Ogni assicurato, qualora decida di passare da una compagnia assicurativa all’altra, può mantenere inalterata la classe di merito alla quale appartiene.

Ciascuna assicurazione, infatti, definisce autonomamente i margini e i parametri interni entro i quali rientrano suddette classi.

L’utente può beneficiare di un sistema totalmente trasparente: egli può consultare le tabelle universali stilate dall’Isvap che possono essere consultate opportunamente e permettono anticipatamente di prendere visione della trasposizione della propria classe di merito, dalla propria compagnia assicurativa a quella verso la quale si vuole effettuare il passaggio.
Il bonus-malus nelle assicurazioni è quel procedimento che permette all’assicurato di pagare una polizza in base al fatto che si siano procurati o meno degli incidenti stradali: si paga di più se questo é avvenuto, e viceversa.

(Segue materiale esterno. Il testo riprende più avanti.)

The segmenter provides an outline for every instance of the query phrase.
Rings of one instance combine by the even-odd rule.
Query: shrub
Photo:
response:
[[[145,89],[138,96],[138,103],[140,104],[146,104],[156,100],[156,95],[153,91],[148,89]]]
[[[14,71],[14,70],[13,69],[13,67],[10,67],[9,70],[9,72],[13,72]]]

Il suddetto beneficio è suddiviso in classi che vanno dalla 18 alla 1: più bassa è la classe di appartenenza, minore sarà il risarcimento generato dall’assicurazione e maggiore sarà lo sconto del quale si godrà.
Se si è causa di incidenti, si scala di due classi verso l’alto (malus); al contrario, se si passa un anno incolumi, allora si ricava una classe inferiore (bonus). Ovviamente il tutto dovrebbe spronare ad una guida prudente.

Per definire la classe di appartenenza, poi, l’assicurazione analizza non proprio l’intero anno ma il cosiddetto “periodo di osservazione”, che termina due mesi prima del rinnovo della polizza stessa.
Al momento dell’iscrizione, si appartiene alla classe 14 ed è solo successivamente che si stabilisce la crescita o la decrescita in base alle conseguenze scaturite dal comportamento alla guida su strada. Se dovesse verificarsi un sinistro alla fine del periodo di osservazione, l’avanzamento al livello superiore della scala verrà valutato nell’anno successivo.